Angesichts der anhaltenden Corona-Krise rechnet der schwedische Ministerpräsident Stefan Löfven mit Tausenden Todesfällen in seinem Land. Dass die Pandemie in Schweden langsamer verlaufe als in anderen Ländern, bedeute nicht automatisch, dass es deshalb weniger Schwerkranke oder weniger Tote geben werde, sagte Löfven am Freitag in einem umfassenden Interview der Zeitung “Dagens Nyheter”.

In Schweden verfolge man die Strategie, den Anstieg der Infektionsfälle zu verzögern, um die Gesundheitsdienste nicht zu überlasten, sagte der Sozialdemokrat Löfven. “Aber das beinhaltet zugleich, dass wir weitere Schwerkranke haben werden, die Intensivpflege benötigen, wir werden bedeutend mehr Tote haben. Wir werden mit Tausenden Toten rechnen müssen.

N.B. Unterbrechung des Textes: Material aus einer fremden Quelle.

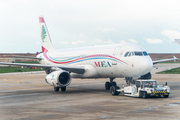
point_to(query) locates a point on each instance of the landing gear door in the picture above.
(116, 51)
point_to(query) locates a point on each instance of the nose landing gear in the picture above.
(109, 84)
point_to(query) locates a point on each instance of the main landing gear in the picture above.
(56, 89)
(109, 84)
(133, 80)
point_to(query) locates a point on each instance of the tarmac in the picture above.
(29, 97)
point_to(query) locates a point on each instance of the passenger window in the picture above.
(145, 53)
(130, 54)
(126, 54)
(138, 54)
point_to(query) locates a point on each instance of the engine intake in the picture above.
(58, 78)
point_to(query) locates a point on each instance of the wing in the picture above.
(12, 56)
(75, 69)
(164, 60)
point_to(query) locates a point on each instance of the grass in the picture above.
(9, 69)
(172, 71)
(29, 62)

In Schweden gab es bis Freitag mehr als 6000 bestätigte Infektionsfälle. Bisher sind in dem skandinavischen EU-Land 333 Menschen mit Covid-19-Erkrankung gestorben. Die Schweden gehen bisher mit freizügigeren Maßnahmen als etwa Österreich und Deutschland oder seine skandinavischen Nachbarn Dänemark und Norwegen gegen die Corona-Pandemie vor, verfolgen aber ebenso das Ziel, die Ausbreitung des Virus möglichst zu verlangsamen.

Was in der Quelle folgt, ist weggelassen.